Uno de los fragmentos en que se divide Spectateurs!, la última película de Arnaud Desplechin, está dedicado a Claude Lanzmann y su Shoah, lo cual resulta muy significativo. De nuevo –como en C’est pas moi, de Léos Carax, el otro film de Zabaltegi dedicado este año a pensar el cine– la cuestión del Holocausto se hace fundamental: si Serge Daney confesaba tener como referencia al respecto Noche y niebla (1956), el cortometraje de Alain Resnais, en el caso de Desplechin, de una generación posterior, el punto de apoyo pasa a ser una película de 1985, treinta años más tarde. Y hay más: si el film de Resnais se basaba en un texto de inspiración poética debido a Jean Cayrol, el de Lanzmann recurre a narraciones de supervivientes de la gran masacre nazi para recrear lo que sucedió en realidad. Dividida en capítulos, como una novela –se menciona varias veces En busca del tiempo perdido, de Proust–, Spectateurs! es también un relato, y además de ficción. Por mucho que utilice las armas del documental, incluso del cine-ensayo, Desplechin recurre a Paul Dédalus, su personaje fetiche habitual, para contar una autobiografía que quizá tampoco sea la suya, sino una fantasía idealizada. De nuevo, como Carax, el cineasta podría decir: “C’est pas moi!”.

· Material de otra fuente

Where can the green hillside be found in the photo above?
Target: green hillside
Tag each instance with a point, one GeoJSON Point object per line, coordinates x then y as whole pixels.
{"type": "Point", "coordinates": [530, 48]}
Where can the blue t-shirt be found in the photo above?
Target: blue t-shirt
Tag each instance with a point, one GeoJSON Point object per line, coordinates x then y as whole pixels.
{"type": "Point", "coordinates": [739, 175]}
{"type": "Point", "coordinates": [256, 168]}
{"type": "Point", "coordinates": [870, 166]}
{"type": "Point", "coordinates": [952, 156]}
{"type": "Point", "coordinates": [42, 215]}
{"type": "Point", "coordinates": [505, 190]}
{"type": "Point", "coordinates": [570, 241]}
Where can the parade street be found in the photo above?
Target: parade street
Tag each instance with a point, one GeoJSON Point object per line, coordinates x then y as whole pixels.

 En cualquier caso, no hay nostalgia posible en la evocación de Desplechin. Le interesa más fabular, imaginar el cine –y sus teorías– como el arte que plantea la pregunta esencial: ¿qué es la realidad y cómo recrearla? Por ello, quizá la parte en la que presuntamente reconstruye su infancia y juventud adolezca de un cierto amaneramiento, de la misma manera en que la visión romántica de la iniciación al cine responde a un lirismo ya archisabido. Pues los protagonistas, en realidad, son André Bazin y Stanley Cavell, los dos grandes teóricos realistas del siglo XX. Como el film de Carax, también el de Desplechin pertenece al siglo pasado, a una visión del cine ya superada o puesta en duda, por mucho que la tradición francesa continúe vindicándola. Pero también responde a una necesidad, por lo menos en potencia: ¿cómo integrar esa herencia en esta nueva época, en pleno siglo XXI, cuando su desaparición dejaría una herida quizá imposible de curar, incluso en el seno de la cinefilia? Mientras Francis Coppola, en Megalópolis, se empeñaba hoy mismo, también en San Sebastián, en reconstruir las ruinas, en forjar con ellas un nuevo edificio, por precario y ridículo que sea, Desplechin prefiere dejarlas tal como están. Si algo brilla en Spectateurs! es la condición ya inevitablemente fragmentaria del discurso, la manera en que el film se lanza a una huida hacia delante que no respeta estructuras ni organicidades, que solo habla y habla hasta que se detiene a la fuerza. No hay unidad alguna en la dispersión de sus apuntes, no existe ninguna fuerza rectora que los atraviese. Solo un gozoso caos que acaba convirtiendo lo que parece una elegía por el cine del pasado en un perfecto ejemplo de cine del presente.